Poor Performance Of LaSalle And Alaska UK Mall JV Prompts Soul Searching On Strategy
A big U.S. pension fund is examining whether to change its real estate investment strategy, a decision driven in part by its investment in two UK shopping centres that have seen values and income drop.
The minutes of a recent meeting of the $68B Alaska Permanent Fund Corp. investment board show that the fund’s $5.7B real estate portfolio has underperformed its benchmark. The fund wants to nearly double the amount it invests in the sector, but change how it goes about doing it.
The fund is overweight in retail, which makes up 46% of its assets, and underweight in top-performing sectors like industrial and multifamily, areas where it now wants to expand.

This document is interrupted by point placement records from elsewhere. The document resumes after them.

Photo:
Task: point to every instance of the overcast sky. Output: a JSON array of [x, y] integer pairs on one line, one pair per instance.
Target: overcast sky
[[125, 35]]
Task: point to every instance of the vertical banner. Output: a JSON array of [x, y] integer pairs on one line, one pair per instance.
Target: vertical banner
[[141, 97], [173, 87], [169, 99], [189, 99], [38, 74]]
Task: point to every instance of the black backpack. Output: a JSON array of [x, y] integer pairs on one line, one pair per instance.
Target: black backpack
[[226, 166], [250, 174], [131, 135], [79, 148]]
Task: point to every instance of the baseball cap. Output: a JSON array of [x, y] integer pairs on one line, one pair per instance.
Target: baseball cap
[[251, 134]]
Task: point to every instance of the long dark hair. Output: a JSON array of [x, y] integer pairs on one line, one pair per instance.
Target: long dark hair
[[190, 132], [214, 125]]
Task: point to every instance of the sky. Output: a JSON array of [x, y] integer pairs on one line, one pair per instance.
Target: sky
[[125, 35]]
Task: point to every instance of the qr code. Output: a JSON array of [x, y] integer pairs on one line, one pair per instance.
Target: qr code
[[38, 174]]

Two retail deals in the UK have particularly underperformed, the pension fund said. In July 2014, it bought the 712K SF Golden Square shopping centre in Warrington in northwest England for £141M in a joint venture with LaSalle Investment Management. The price paid represented a yield of 6.75%. Earlier that year, LaSalle won the mandate to invest up to £250M in UK real estate for the Alaskan fund.
In October 2016 the joint venture paid £240M for an 85% stake in Intu Bromley, a 464K SF centre south of London, at a yield of 5.75%.

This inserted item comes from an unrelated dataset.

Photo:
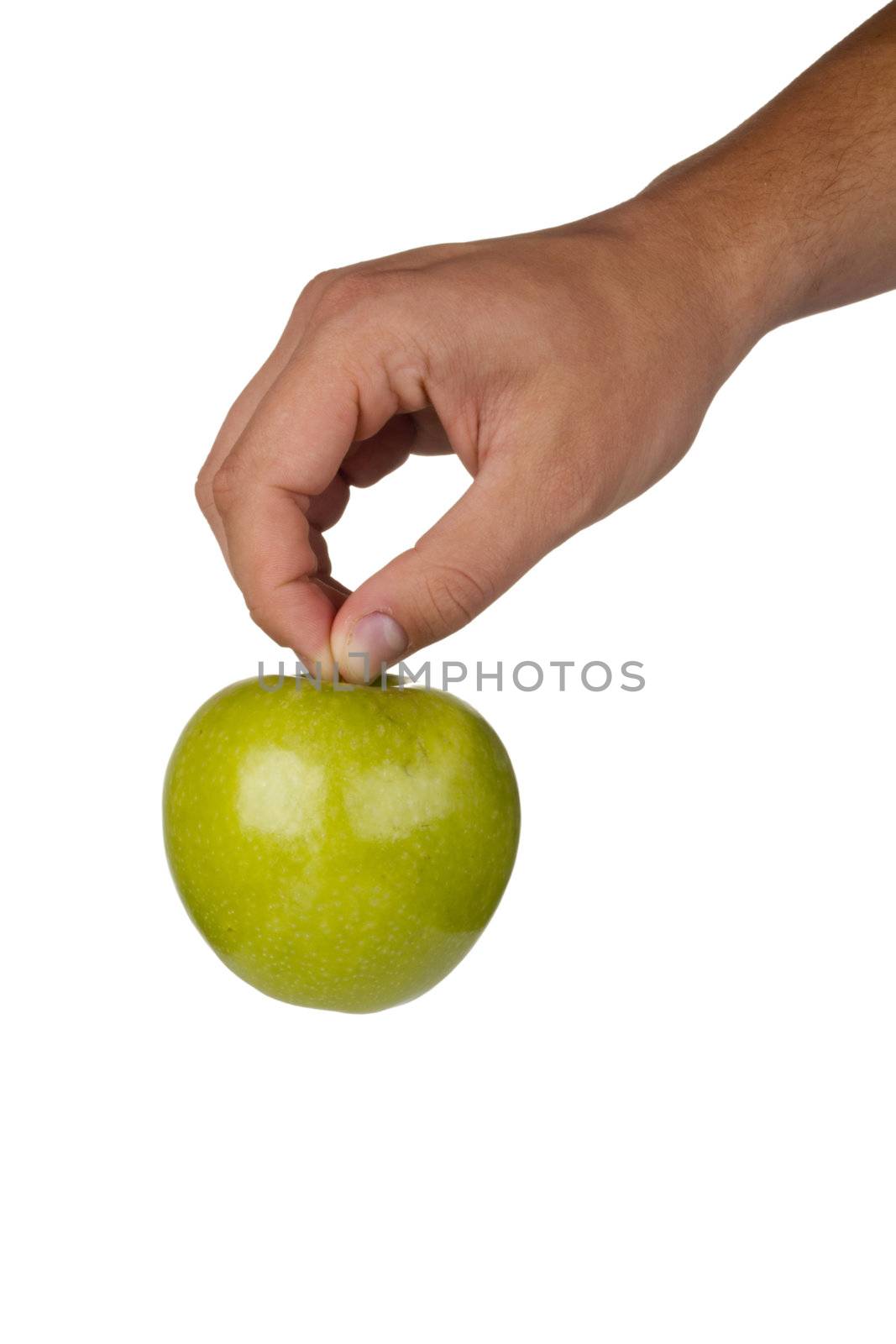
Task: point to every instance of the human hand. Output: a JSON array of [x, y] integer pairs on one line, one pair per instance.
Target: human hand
[[569, 370]]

A report to the investment board by adviser RCLCO did not outline how far the value of its UK malls had dropped, but pointed out that since its first purchase, the value of the pound against the dollar has dropped about 29%, exacerbating the effects of the fall in value and income. RCLCO pointed out that the performance of these two investments had reduced the fund’s five-year return from 8.6% to 6.9%.
The Alaskan fund invests almost entirely directly, buying assets itself and through joint ventures, rather than investing in funds. Because it has a small number of staff compared to other pension funds that invest directly in real estate, it is looking to increase its investments in funds, and will also consider including REIT shares in its allocation to real estate.